4Q23 AWS operating income was $7,167 million on revenue of $24,204 million. The operating income run rate is $28.7 billion. If Nvidia continues to dominate the GPU side such that Trainium and Inferentia don’t do well then I think AWS might only be worth 20x the $28.7 billion run rate, which comes to nearly $575 billion. However, if Trainium and Inferentia do well then the multiple could easily be 30x, implying an AWS valuation range of $575 to $860 billion when rounding to the nearest $5 billion.
Overall Valuation
In the past, I have valued the non-AWS part of Amazon as 2 Walmarts. Given the impressive Q4 2023 numbers, I now think the non-AWS part of Amazon is worth between 2 and 2.5 Walmarts. The 10-Q for Walmart through the end of October shows 2,692,233,703 shares as of November 28th, and there has been a 3:1 split since that time. The March 1st share price was $58.76 such that Walmart’s market cap is about $475 billion. When rounding to the nearest $5 billion, the amount for 2 Walmarts is about $950 billion and the amount for 2.5 Walmarts is $1,190 billion.
Here is my sum of the parts valuation:
$950 to $1,190 billion non-AWS
$575 to $860 billion AWS
——————————-
$1,525 to $2,050 billion
Per Amazon’s 2023 10-K, there were 10,387,381,291 shares outstanding as of January 24th. Multiplying by the March 1st Amazon.com, Inc. share price of $178.22 gives us a market cap of about $1,850 billion which is closer to the high end of my valuation range than the low end. As such, I view Amazon stock as a hold right now.

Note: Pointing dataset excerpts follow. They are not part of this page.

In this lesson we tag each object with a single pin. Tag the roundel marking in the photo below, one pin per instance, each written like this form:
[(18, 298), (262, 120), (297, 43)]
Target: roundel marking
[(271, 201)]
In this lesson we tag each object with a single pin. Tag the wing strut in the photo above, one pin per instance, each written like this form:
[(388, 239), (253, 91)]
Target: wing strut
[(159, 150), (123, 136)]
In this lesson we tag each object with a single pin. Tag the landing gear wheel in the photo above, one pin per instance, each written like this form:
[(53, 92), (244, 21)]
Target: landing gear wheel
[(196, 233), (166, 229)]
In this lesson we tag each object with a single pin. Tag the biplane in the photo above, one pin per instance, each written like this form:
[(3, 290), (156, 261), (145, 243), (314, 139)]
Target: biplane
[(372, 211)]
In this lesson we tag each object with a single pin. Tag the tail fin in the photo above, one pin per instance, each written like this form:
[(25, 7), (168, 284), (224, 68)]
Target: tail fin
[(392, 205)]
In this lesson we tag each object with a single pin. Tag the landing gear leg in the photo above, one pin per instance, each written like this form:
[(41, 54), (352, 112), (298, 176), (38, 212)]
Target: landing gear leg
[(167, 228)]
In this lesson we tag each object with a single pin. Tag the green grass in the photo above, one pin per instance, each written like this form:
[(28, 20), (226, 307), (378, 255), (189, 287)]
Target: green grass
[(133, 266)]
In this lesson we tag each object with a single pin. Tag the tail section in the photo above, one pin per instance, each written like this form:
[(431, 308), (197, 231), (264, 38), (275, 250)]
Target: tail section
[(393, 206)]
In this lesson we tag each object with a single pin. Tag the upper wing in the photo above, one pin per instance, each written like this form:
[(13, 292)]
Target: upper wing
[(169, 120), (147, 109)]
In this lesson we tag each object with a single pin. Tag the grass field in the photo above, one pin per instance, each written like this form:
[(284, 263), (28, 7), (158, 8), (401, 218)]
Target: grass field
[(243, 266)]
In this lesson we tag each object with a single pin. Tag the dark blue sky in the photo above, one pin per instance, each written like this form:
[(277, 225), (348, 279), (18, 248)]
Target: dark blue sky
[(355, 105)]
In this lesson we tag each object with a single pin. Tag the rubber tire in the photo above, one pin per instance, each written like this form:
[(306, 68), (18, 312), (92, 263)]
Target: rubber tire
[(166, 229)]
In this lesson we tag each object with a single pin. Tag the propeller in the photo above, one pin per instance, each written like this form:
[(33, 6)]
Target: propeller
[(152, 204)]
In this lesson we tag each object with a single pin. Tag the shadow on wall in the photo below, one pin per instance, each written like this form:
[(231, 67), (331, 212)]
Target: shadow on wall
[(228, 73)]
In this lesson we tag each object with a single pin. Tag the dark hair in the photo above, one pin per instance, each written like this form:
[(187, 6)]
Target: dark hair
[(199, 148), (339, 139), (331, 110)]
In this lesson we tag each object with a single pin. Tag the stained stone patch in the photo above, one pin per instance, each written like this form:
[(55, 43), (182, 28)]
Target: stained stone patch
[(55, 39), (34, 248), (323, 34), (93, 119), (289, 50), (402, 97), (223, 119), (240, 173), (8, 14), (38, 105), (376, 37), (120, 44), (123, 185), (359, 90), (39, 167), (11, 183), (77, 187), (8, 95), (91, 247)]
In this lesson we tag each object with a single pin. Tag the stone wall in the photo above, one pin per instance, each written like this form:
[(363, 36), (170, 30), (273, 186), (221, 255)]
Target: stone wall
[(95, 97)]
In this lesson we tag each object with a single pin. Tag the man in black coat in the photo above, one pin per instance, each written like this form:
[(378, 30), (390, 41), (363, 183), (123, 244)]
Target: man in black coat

Analyst’s Disclosure: I/we have a beneficial long position in the shares of AMZN, AAPL, ASML, BABA, GOOG, GOOGL, META, MSFT, NVDA, TCEHY, TSM, VOO either through stock ownership, options, or other derivatives. I wrote this article myself, and it expresses my own opinions. I am not receiving compensation for it (other than from Seeking Alpha). I have no business relationship with any company whose stock is mentioned in this article.